CREATE DIRECTED EDGE edgeName (FROM VertexA, TO VertexB | FROM VertexB, TO VertexB)

Job:

...
LOAD edgeName TO EDGE step VALUES ($0, $1) USING header="false", separator=",";

When I run this I get the following error:

Semantic Check Fails: The edge type edgeName is composed of edge pairs, the loading statement should specify FROM vertex

When I try to make it a CSV with 4 columns(type_a,ID_a,type_b,ID_b) to denote the vertex types I get:

Semantic Check Fails: values() index number is 4 while edge 'edgeName' has 2 columns!

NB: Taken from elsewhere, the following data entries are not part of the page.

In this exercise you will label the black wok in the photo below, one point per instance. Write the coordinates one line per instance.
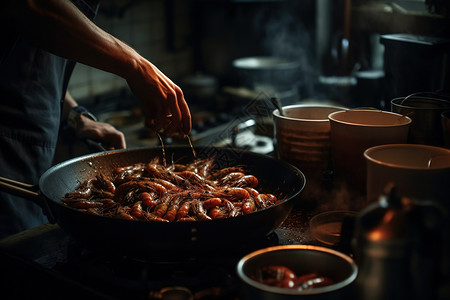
(275, 177)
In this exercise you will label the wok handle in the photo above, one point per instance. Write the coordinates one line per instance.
(28, 191)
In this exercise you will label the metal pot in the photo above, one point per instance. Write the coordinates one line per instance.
(302, 260)
(168, 238)
(425, 112)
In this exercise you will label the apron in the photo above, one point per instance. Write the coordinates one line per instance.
(33, 83)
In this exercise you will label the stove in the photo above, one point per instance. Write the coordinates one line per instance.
(46, 263)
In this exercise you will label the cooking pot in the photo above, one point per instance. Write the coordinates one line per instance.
(301, 260)
(143, 237)
(425, 112)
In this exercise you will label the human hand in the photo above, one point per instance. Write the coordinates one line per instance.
(104, 133)
(162, 101)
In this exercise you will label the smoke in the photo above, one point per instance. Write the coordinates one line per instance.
(285, 36)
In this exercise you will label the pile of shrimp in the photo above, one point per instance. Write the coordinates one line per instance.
(179, 192)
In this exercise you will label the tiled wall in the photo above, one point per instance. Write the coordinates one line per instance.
(143, 26)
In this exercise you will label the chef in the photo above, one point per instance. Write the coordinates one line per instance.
(41, 41)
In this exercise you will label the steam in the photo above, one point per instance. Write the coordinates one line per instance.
(285, 36)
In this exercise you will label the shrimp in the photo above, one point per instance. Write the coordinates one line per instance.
(265, 200)
(105, 183)
(199, 211)
(232, 193)
(212, 202)
(84, 191)
(148, 199)
(172, 210)
(248, 206)
(246, 181)
(161, 208)
(230, 178)
(183, 211)
(86, 204)
(151, 217)
(136, 209)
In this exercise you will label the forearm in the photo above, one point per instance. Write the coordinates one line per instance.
(59, 27)
(68, 104)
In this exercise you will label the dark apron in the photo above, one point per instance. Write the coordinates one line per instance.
(33, 83)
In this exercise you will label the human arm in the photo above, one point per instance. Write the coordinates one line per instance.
(59, 27)
(86, 128)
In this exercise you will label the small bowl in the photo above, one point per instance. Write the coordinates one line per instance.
(326, 227)
(302, 260)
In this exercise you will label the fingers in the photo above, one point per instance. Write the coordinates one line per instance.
(175, 118)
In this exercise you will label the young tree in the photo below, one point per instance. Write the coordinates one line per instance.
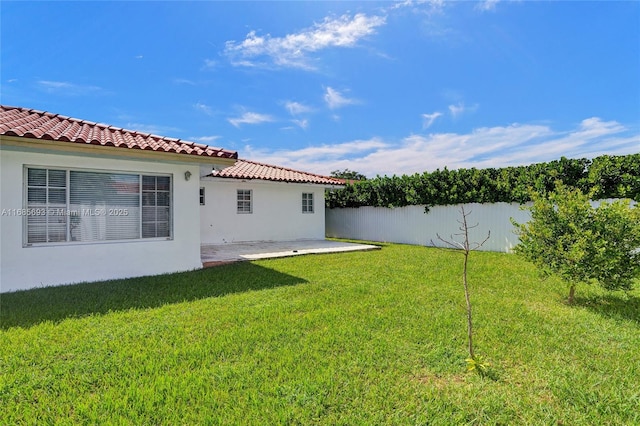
(467, 247)
(569, 237)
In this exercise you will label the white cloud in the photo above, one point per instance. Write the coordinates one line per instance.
(250, 118)
(292, 50)
(66, 88)
(335, 99)
(303, 124)
(206, 109)
(487, 5)
(428, 119)
(296, 108)
(500, 146)
(459, 109)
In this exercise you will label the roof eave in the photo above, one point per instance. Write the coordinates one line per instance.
(21, 142)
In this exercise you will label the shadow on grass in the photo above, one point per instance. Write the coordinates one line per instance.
(620, 307)
(31, 307)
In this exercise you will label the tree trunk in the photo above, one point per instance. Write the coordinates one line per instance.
(468, 298)
(572, 293)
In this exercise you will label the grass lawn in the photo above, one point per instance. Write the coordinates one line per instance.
(353, 338)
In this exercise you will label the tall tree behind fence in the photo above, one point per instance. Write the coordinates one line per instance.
(410, 224)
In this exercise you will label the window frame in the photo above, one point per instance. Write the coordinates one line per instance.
(69, 212)
(241, 204)
(308, 203)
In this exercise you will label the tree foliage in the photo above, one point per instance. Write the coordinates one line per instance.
(569, 237)
(347, 174)
(607, 176)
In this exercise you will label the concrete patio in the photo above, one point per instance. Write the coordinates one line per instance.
(217, 254)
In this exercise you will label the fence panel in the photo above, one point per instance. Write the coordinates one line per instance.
(410, 225)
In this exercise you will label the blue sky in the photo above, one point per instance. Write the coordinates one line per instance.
(375, 87)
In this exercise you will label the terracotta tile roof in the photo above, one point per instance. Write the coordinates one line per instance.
(245, 169)
(29, 123)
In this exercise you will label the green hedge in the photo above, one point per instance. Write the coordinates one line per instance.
(608, 176)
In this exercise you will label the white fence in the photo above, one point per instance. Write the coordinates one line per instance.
(410, 225)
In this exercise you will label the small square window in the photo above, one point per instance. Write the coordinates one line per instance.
(244, 201)
(307, 202)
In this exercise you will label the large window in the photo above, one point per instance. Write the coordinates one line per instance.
(244, 201)
(307, 202)
(85, 206)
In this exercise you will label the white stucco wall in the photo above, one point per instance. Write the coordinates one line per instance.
(277, 212)
(27, 267)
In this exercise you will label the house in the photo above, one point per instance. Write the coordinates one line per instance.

If I try to make it a triple because only one vertex type is ambiguous I get:

Semantic Check Fails: values() index number is 3 while edge 'edgeName' has 2 columns!

Not sure if this is a bug or I am missing something obvious? Running TG 3.15

Made some progress.

If I specify the vertex type, like:

LOAD edgeFile TO EDGE edgeName VALUES ( $0 vertexA, $1 vertexB) USING header="false", separator=",";

the job will load.

But I haven’t stumbled on the syntax for edges that can connect to multiple kinds of vertices yet. IE:

LOAD edgeFile TO EDGE edgeName VALUES ( $0 (vertexA|vertexB), $1 vertexB) USING header="false", separator=",";

is not valid.

I was able to make a work around by creating loading jobs via the vertex types of the edges. Not ideal, but, it’s off the ground. I’d still love to hear of other solutions/suggestions to this problem.

Found a better way thanks to @Lenny_Chen

For a CSV with the following format:

typeA,ID,typeB,ID
typeB,ID,typeC,ID
typeA,ID,typeB,ID
LOAD edgeFile TO EDGE edgeName VALUES ( $1 $0,  $3 $2) USING header="false", separator=",";

The key there is where and how the commas are used.